They may be only one letter apart, but Parent Teacher Association officials are working to stress the differences between PTAs and the PT0s—or Parent Teacher Organizations—that are increasingly replacing them. According to an article in the St. Louis Post-Dispatch, PTA membership has dropped from 12 million in the 1950s to 5.5 million today, and PTAs now make up less than 25 percent of school-parent groups. The annual PTA convention, which ended yesterday in St. Louis, included a session called "A Instead of O: How to Talk PTA to PTO," which provided attendees with early warning signs that a school is considering switching to PTOs, along with advice on how to prevent it.

So what's the difference? Whereas the PTA is a national organization with representation in Washington and state capitols, PT0s are autonomous local initiatives. Supporters of PTOs, or “PT Others” as PTA advocates refer to them, say the organizations keep funds within the community and do a better job of managing local issues. PTA officials, on the other hand, stress the importance of their organization's political reach and its extensive resources and leadership-training programs. "One of the things we've always said is PTOs stand for 'own,' whereas PTA is for 'all' kids," said Kathy Nevans, president of the Missouri PTA.


PTO vs. PTA....I often wished my son's rural school's organization was A instead of O. My intial connection as a parent was part of a PTA and Chair of the local school Reflections Program, a program I'd like to see continue in the schools my children attend. However, I've come to realize the benefit of PTO...at least in my experience, we choose to forgo National PTA dues and benefits and put the money into what the schools and teachers need most. We have developed a strong art program and participate in many recognition programs for the arts on local and state levels. Our organization is rich in offering our students a variety of after school activities (math, science, and chess club, scouts, and sports opportunities that extend beyond basketball).

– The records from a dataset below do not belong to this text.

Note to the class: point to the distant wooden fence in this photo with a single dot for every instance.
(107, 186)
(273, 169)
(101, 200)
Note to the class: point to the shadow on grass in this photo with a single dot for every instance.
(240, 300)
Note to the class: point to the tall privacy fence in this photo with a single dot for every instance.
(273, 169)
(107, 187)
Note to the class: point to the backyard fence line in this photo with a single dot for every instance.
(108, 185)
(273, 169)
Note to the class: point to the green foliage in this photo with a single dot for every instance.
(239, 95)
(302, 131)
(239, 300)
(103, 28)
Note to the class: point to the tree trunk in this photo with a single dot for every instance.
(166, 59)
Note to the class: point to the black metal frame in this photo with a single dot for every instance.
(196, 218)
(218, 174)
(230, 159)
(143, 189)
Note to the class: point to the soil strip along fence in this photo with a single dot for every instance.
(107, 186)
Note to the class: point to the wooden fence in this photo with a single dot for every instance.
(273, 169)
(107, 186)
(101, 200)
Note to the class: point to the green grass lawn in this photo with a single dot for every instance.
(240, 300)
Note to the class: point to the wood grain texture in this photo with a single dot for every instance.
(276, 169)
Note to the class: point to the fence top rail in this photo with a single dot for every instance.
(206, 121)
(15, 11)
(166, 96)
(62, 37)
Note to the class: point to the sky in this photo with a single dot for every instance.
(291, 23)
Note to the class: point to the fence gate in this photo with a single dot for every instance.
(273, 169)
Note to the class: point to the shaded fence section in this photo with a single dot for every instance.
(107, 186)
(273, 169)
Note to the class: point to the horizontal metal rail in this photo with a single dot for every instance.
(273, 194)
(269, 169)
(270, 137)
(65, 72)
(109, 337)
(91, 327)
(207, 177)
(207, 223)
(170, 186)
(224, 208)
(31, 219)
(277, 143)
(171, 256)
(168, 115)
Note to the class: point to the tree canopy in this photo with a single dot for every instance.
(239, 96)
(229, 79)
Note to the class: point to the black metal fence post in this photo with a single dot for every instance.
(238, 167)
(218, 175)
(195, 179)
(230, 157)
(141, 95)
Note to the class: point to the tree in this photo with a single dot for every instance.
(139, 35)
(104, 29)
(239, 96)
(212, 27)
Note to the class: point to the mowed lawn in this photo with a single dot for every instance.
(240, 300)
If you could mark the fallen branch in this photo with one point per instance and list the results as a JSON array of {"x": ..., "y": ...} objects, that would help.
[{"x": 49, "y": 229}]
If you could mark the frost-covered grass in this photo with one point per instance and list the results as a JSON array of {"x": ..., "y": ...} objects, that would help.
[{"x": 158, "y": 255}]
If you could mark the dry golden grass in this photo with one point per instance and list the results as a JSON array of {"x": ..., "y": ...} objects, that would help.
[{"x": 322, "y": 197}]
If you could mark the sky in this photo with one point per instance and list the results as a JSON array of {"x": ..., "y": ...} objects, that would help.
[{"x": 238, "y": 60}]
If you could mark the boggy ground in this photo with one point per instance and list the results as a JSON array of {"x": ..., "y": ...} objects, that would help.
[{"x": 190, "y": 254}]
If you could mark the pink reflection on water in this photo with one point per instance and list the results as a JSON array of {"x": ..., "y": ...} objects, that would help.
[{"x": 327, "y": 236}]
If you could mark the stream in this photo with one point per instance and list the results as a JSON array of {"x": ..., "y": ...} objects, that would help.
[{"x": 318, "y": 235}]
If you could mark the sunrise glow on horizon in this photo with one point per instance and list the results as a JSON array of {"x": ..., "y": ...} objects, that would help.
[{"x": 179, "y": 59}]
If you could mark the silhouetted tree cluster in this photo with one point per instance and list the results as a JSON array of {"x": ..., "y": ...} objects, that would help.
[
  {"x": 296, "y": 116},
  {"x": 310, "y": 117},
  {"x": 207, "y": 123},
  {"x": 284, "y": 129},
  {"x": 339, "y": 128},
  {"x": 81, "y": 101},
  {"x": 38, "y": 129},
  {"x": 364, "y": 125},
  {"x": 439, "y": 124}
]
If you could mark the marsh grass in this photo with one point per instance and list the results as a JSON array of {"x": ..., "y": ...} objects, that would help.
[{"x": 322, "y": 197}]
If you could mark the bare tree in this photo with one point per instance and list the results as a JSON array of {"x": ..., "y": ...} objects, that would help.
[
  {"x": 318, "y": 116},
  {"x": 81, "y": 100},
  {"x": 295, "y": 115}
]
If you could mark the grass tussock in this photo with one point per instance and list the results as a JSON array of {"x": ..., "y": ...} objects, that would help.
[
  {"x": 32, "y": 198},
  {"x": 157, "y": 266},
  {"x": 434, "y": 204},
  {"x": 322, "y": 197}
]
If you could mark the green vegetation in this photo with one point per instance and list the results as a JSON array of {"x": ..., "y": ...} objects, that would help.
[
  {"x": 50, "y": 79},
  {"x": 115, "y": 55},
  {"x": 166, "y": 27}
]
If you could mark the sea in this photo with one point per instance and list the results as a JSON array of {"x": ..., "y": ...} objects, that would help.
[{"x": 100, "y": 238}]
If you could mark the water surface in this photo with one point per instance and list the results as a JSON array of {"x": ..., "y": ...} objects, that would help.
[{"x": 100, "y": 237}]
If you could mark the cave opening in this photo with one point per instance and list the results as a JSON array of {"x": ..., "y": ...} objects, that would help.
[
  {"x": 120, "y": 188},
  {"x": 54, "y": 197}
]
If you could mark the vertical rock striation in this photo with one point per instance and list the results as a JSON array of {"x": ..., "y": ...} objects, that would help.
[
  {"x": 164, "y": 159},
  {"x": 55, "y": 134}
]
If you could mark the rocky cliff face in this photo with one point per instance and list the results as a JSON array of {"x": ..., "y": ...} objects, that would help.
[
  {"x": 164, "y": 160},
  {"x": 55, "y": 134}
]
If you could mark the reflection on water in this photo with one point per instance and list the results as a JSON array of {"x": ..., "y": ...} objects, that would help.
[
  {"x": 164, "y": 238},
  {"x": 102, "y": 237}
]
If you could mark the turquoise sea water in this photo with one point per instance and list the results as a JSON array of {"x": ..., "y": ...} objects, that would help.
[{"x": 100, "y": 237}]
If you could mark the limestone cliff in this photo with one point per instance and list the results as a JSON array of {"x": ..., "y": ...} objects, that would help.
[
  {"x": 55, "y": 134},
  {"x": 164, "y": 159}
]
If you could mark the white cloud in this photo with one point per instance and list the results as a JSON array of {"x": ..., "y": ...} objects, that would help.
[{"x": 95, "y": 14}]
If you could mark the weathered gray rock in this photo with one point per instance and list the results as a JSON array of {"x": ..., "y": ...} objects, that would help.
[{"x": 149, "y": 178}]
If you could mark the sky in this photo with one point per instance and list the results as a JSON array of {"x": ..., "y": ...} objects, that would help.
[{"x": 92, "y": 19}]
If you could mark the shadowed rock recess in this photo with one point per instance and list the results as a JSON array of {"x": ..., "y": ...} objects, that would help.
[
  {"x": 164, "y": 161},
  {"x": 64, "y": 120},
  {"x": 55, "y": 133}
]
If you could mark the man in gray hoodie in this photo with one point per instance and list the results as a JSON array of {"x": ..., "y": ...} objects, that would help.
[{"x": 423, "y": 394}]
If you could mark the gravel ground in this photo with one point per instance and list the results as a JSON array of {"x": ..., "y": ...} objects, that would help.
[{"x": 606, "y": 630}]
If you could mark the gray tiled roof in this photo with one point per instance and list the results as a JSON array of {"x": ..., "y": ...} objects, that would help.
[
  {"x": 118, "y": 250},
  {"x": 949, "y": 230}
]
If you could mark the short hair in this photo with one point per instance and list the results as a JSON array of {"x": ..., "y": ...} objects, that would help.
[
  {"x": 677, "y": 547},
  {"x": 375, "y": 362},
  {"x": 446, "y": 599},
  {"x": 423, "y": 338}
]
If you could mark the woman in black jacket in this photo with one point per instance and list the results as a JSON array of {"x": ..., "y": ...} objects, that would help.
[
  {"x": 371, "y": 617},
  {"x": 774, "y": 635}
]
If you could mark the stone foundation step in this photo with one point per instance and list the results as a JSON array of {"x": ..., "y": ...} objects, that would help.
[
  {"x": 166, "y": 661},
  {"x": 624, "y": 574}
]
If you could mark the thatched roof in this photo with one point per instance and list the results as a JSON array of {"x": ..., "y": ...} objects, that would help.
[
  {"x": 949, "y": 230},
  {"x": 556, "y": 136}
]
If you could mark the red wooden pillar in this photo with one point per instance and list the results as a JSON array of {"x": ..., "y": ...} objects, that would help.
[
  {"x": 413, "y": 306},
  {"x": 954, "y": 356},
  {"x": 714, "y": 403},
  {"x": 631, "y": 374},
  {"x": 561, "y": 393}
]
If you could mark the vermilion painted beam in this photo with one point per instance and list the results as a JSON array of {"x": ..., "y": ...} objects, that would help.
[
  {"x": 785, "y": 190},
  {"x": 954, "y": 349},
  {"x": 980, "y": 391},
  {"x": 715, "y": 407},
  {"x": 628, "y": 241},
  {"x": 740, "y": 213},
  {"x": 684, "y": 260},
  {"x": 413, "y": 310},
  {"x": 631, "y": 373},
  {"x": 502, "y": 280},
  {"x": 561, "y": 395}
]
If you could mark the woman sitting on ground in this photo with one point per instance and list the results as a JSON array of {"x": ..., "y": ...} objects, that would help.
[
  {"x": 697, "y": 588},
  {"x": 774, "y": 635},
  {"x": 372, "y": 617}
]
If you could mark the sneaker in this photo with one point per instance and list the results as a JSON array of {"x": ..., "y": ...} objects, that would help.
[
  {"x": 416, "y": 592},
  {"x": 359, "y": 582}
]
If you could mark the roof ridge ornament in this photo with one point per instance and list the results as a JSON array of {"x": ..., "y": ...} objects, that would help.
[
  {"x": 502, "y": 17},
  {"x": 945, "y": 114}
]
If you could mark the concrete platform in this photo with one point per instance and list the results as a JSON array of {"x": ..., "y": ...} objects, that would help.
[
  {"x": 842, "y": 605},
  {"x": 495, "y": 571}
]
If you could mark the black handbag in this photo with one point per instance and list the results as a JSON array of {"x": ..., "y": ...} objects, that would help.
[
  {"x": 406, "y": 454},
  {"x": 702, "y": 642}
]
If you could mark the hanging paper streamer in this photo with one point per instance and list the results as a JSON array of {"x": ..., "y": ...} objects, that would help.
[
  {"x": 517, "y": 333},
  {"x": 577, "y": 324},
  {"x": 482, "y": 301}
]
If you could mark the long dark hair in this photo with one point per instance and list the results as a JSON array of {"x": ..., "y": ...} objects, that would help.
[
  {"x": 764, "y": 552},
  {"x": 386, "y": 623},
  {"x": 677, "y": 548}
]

We have as strong a school community and partnership with our teachers as any PTA school I visit (as a traveling art teacher). As a rural school who is facing imminent legislation to become K-12 or merge with an existing district, our voices have become heard on the State level. Do PTOs lack "political reach"? Do they have a concern for "all kids"? I think it is a matter of the individuals involved, the level of genuine concern for the school and students, and their willingness to take their concerns to the utmost level.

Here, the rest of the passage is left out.